Comme en 2024, le Cameroun a été maintenu dans la liste grise du Gafi cette année, à l’issue de la seconde plénière du Groupe d’action financière, tenue du 19 au 21 février 2025, en France. Dans le cadre de la lutte contre le blanchiment des capitaux et le financement du terrorisme, le pays a adopté un plan d’action dont l’échéance est fixée à septembre 2025. A tout juste trois mois du terme, il est encore très loin des objectifs.
Sur 24 actions nécessaires pour sortir le Cameroun de la liste grise du Gafi, seules 8 ont été jusqu’ici implémentées. Les 16 autres manquent à l’appel, soit seulement 40% des actions menées, dans le cadre du plan d’action mis sur pied pour le Cameroun.
« Il y a encore 16points pour lesquels nous sommes en deçà, nous nous battons. Le délai c’était septembre 2025, donc vous comprenez qu’en trois mois il faut que nous nous battions pour essayer d’atteindre ces objectifs », a indiqué Salomon Ndjié, membre magistrat Anif, au sortir des travaux de la première session du Comité de coordination des politiques nationales de lutte contre le blanchiment des capitaux et le financement du terrorisme, tenue le 25 juin 2025, à Yaoundé.
D’un aperçu général, le Cameroun accuse un grand retard dans l’implémentation du plan d’action qu’il a lui-même institué, pour sortir de la zone critique. Qu’est-ce qui serait à l’origine de ces écarts ? s’est interrogé Yaouba Abdoulaye, ministre délégué auprès du ministre des Finances. L’assise avait donc pour objectif, d’évaluer les freins à la mise en œuvre du plan d’action y relatif. Pour le ministre délégué, si le pays se retrouve dans la liste grise du Gafi, c’est à cause des défaillances constatées dans son dispositif de lutte.
« Le Gafi a établi des recommandations, 40 au total. On dit comment le pays doit être organisé pour lutter contre le blanchiment des capitaux et le financement du terrorisme et chaque pays est noté en tenant compte de ces recommandations. Lorsque vous ne remplissez pas les critères, on trouve que le système financier international peut être menacé », a soutenu Salomon Ndjié.

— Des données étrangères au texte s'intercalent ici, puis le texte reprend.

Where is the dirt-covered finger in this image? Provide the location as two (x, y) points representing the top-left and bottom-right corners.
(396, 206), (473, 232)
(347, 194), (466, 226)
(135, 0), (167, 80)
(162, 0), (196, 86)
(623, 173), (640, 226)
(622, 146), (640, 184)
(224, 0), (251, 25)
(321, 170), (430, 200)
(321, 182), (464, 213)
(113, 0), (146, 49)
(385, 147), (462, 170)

Dans cette lutte, où se situe le Cameroun ? C’est la principale préoccupation qui était inscrite à l’ordre du jour de cette session qui avait tout son intérêt, dans la mesure où le Gafi attend un 5 eme rapport du Cameroun, avant le 5 juillet 2025.
Ce qui a été fait
Inscrit sur la liste grise du Gafi depuis 2023, le Cameroun avait encore beaucoup de points à combler jusqu’en février dernier. Pour sortir de la surveillance renforcée du Groupe d’action financière, il lui fallait démontrer que les enquêtes et les poursuites en matière de financement du terrorisme sont menées conformément aux risques, renforcer l’échange sécurisé d’informations avec la cellule de renseignement financier, les entités déclarantes et les autorités compétentes et en démontrant une augmentation de la diffusion des rapports de renseignement pour soutenir les besoins opérationnels des autorités compétentes, Aligner les stratégies et politiques nationales de LBC/FT sur les conclusions de l’ENR et en suivant leur mise en œuvre, en démontrant la coopération et la coordination en matière de LBC/FT entre les autorités compétentes, entre autres.
En termes d’avancées dans son plan d’action, l’alignement des politiques et stratégies nationales sur les conclusions de l’évaluation nationales des risques et la prise des mesures pour surveiller la mise en œuvre de ces politiques afin de garantir la mobilisation des ressources et soutenir que les activités de l’autorité compétente sont conformes aux priorités identifiées. Dans cette liste on va inscrire également le partage d’informations en matière de lutte contre le blanchiment de capitaux aux autorités compétentes.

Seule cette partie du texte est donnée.